2018 INTERSPEECH INTERSPEECH 2018

Data Requirements, Selection and Augmentation for DNN-based Speech Synthesis from Crowdsourced Data

Abstract

Crowdsourcing speech recordings provides unique opportunities and challenges for personalized speech synthesis as it allows gathering of large quantities of data but with a huge variety in quality. Manual methods for data selection and cleaning quickly become infeasible, especially when producing larger quantities of voices. We present and analyze approaches for data selection and augmentation to cope with this. For differently-sized training sets, we assess speaker adaptation by transfer learning, including layer freezing and sentence selection using maximum likelihood of forced alignment.
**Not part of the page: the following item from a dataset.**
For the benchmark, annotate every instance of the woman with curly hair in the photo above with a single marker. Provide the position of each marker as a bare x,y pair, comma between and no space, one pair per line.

The methodological framework utilizes statistical parametric speech synthesis based on Deep Neural Networks (DNNs). We compare objective scores for 576 voice models, representing all condition combinations. For a constrained set of conditions we also present results from a subjective listening test. We show that speaker adaptation improves overall quality in nearly all cases, sentence selection helps detecting recording errors and layer freezing proves to be ineffective in our system. We also found that while Mel-Cepstral Distortion (MCD) does not correlate with listener preference across the range of values, the most preferred voices also exhibited the lowest values for MCD. These findings have implications on scalable methods of customized voice building and clinical applications with sparse data.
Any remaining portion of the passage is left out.